Борис заглянул Родину в глаза и спросил:
– А ты, брат? Ты ее простил?
Георгий отвел глаза.
– Ты же знаешь, что это она своего мужа убила. Я лично все это выяснил. Из ревности. Тебя обманывала. Россию предала, в конце концов. Тебе что, наплевать на все это?
– Я очень хочу ей счастья, – наконец выдавил Родин, стараясь скрыть переполнявшие его эмоции.
– А я тебе, брат, счастья хочу! Эх, Енька…
Какое-то время братья провели в молчании, слушая плеск волн, тоскливо глядя на черные скалы Сахалина и думая каждый о своем.
– Знаешь, что было вырезано на том самом медвежьем посохе, с которым не расставался мальчишка? – после долгой паузы спросил младший брат.
Борис покачал головой.
– «Сказанное тобой пророчество тебя убьет». По-айнски. Не подкупили вы того жреца, что-то для него оказалось важнее денег, может быть, даже любовь, и он с самого начала пытался спасти мальчишку. В стане айнов шаман расшифровал Кинтаро эту надпись, но тот все равно пошел на верную смерть ради любви к своему отцу, как он сам считал.
– То есть поэтому Оболонская ранила его ножом? Чтобы он его не сказал до конца? И тоже ради любви?
Оба опять замолчали.
– Эта война будет очень тяжелой, – задумчиво нарушил тишину Борис, – но побеждать придется, любой ценой. Если бы я только знал, что все так выйдет. Я ведь все на карту поставил, годы подготовки, честь мундира, да что там, вся Россия на кону была. Рискнул по-родински, широко, смело. И все потерял.

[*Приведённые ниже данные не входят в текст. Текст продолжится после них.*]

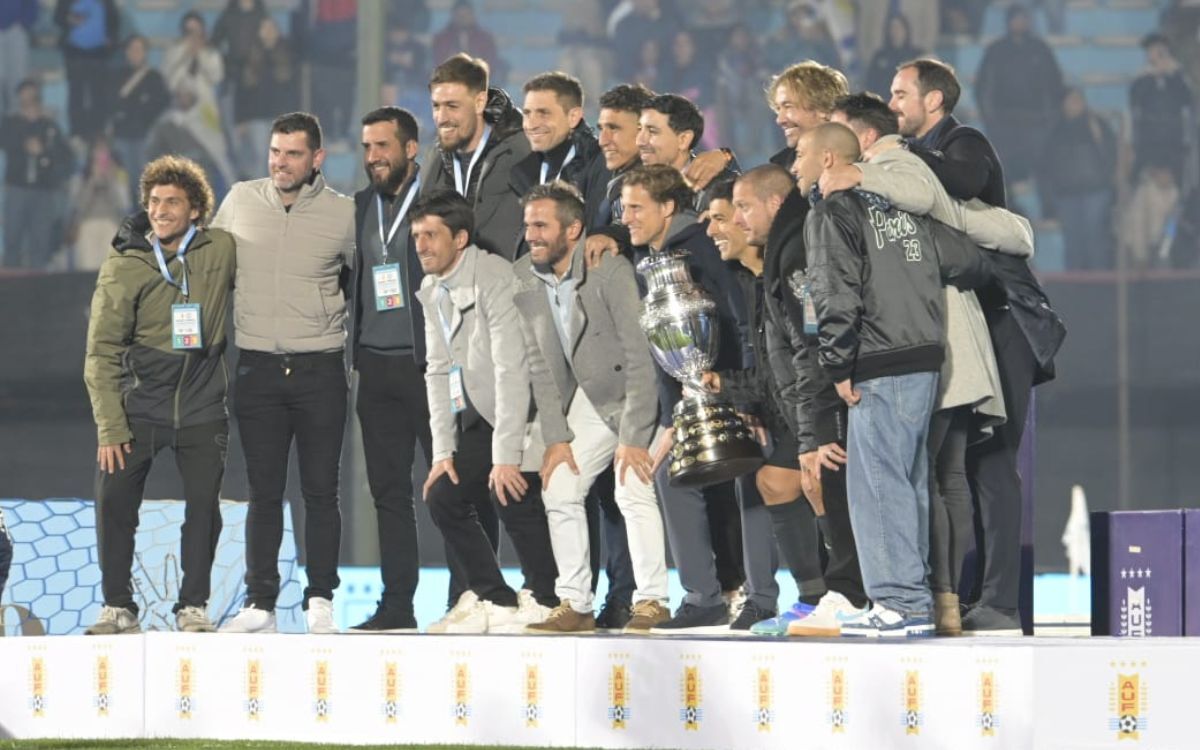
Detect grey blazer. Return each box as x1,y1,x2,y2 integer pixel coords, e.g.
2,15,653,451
512,239,658,448
416,245,529,464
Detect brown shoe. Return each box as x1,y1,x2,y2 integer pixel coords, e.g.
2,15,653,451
623,599,671,634
934,592,962,636
526,599,596,635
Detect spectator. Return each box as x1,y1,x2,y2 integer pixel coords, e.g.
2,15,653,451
0,79,74,269
866,13,925,101
1038,89,1117,270
67,136,130,271
716,24,769,160
612,0,676,82
767,0,841,71
0,0,37,117
294,0,359,144
976,5,1063,184
1118,157,1180,270
211,0,267,99
233,16,300,179
54,0,118,139
112,35,170,203
1129,32,1194,186
433,0,508,88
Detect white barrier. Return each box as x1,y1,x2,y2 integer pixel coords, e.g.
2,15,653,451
0,632,1200,750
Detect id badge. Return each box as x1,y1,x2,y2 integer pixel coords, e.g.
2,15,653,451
371,263,404,312
170,304,203,349
803,280,817,336
450,365,467,414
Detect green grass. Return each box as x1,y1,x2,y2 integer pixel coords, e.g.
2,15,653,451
0,739,598,750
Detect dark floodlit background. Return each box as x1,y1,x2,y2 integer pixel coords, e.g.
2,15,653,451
0,0,1200,570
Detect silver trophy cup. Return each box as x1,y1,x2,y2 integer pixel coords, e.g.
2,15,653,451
637,250,763,487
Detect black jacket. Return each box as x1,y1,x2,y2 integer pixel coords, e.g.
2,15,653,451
635,214,752,427
805,191,946,383
512,120,610,229
908,115,1008,209
421,89,529,260
349,173,425,367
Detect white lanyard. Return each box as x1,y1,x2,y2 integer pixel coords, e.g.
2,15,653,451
376,178,421,263
154,224,196,299
454,125,492,198
539,145,575,185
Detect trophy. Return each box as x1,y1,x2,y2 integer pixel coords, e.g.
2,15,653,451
637,250,763,487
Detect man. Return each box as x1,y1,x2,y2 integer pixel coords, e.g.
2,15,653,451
620,164,748,634
637,94,739,212
421,54,529,262
512,72,608,229
353,107,432,632
889,59,1066,635
796,122,944,637
0,79,74,269
767,60,850,169
514,181,667,634
410,191,558,632
81,156,235,635
212,112,355,632
733,163,866,636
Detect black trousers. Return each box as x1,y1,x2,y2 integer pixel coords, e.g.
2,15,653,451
967,310,1037,612
96,420,229,612
355,349,433,614
234,349,347,610
929,407,974,594
426,420,558,607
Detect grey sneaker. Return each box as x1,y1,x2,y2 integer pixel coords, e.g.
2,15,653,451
84,605,142,636
175,607,216,632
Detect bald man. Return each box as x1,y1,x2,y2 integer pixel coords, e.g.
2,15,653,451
793,122,944,637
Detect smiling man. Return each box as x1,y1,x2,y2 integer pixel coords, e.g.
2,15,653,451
212,112,354,632
84,156,235,635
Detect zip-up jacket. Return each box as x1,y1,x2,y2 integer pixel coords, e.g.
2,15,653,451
84,211,236,445
805,191,946,383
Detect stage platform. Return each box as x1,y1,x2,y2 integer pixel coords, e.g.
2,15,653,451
0,632,1200,750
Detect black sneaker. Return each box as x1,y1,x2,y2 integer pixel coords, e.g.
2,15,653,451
730,599,779,635
349,601,416,632
650,600,730,635
596,601,632,630
962,605,1024,636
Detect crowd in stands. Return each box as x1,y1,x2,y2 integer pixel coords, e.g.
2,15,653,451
0,0,1200,270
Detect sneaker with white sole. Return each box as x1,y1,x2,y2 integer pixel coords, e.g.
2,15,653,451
305,596,337,635
218,605,278,632
175,607,216,632
841,604,934,638
425,589,477,632
787,592,866,638
84,606,142,636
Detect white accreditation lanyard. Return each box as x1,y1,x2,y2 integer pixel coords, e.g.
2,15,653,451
154,226,204,349
371,178,421,312
539,145,575,185
433,284,467,414
452,125,492,198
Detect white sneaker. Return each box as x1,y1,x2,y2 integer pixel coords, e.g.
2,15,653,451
305,596,337,635
84,606,142,636
175,607,216,632
217,606,278,632
482,601,525,632
425,589,482,632
787,590,868,638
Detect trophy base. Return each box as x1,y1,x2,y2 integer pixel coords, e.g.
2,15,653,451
667,439,763,487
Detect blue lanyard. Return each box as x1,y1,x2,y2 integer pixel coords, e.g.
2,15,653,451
454,125,492,198
376,178,421,263
154,224,196,300
539,145,575,185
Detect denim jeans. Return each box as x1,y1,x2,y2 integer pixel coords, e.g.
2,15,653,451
846,372,937,616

Прогорел мой банк. Эх…
Борис поежился от очередного порыва ветра и плотнее запахнул шинель. На кителе под шинелью, словно свежие раны, чувствовались прорехи на месте оборванных погон.
Георгий похлопал брата по плечу и, стараясь говорить бодро, произнес:
– Ничего, Боря, не тужи. Надо будет – и с японцами сладим, да хоть с самим чертом, родинская порода наша, никому спуску не дадим. Со штыком-то не разучился управляться? Помнишь, как в детстве меня гонял? На мешок с песком натаскивал: «Бей турка! Коли турка!»
Георгий отошел от борта и, состроив грозное лицо, принялся делать выпады воображаемым оружием. При этом он подзадоривал себя командным голосом, явно пародируя старшего брата. Проходящий мимо лопоухий вахтенный матрос, увидев эту картину, от удивления открыл рот да так и ушел, чуть не свернув себе шею. Борис, не выдержав, расхохотался, вскоре к нему присоединился и Георгий.
Братья Родины стояли на палубе «Байкала», обняв друг друга за плечи, и смеялись в лицо ледяному декабрьскому ветру. Берег Сахалина медленно приближался, проступая сквозь дымку. Впереди было возвращение на остров. Впереди была война.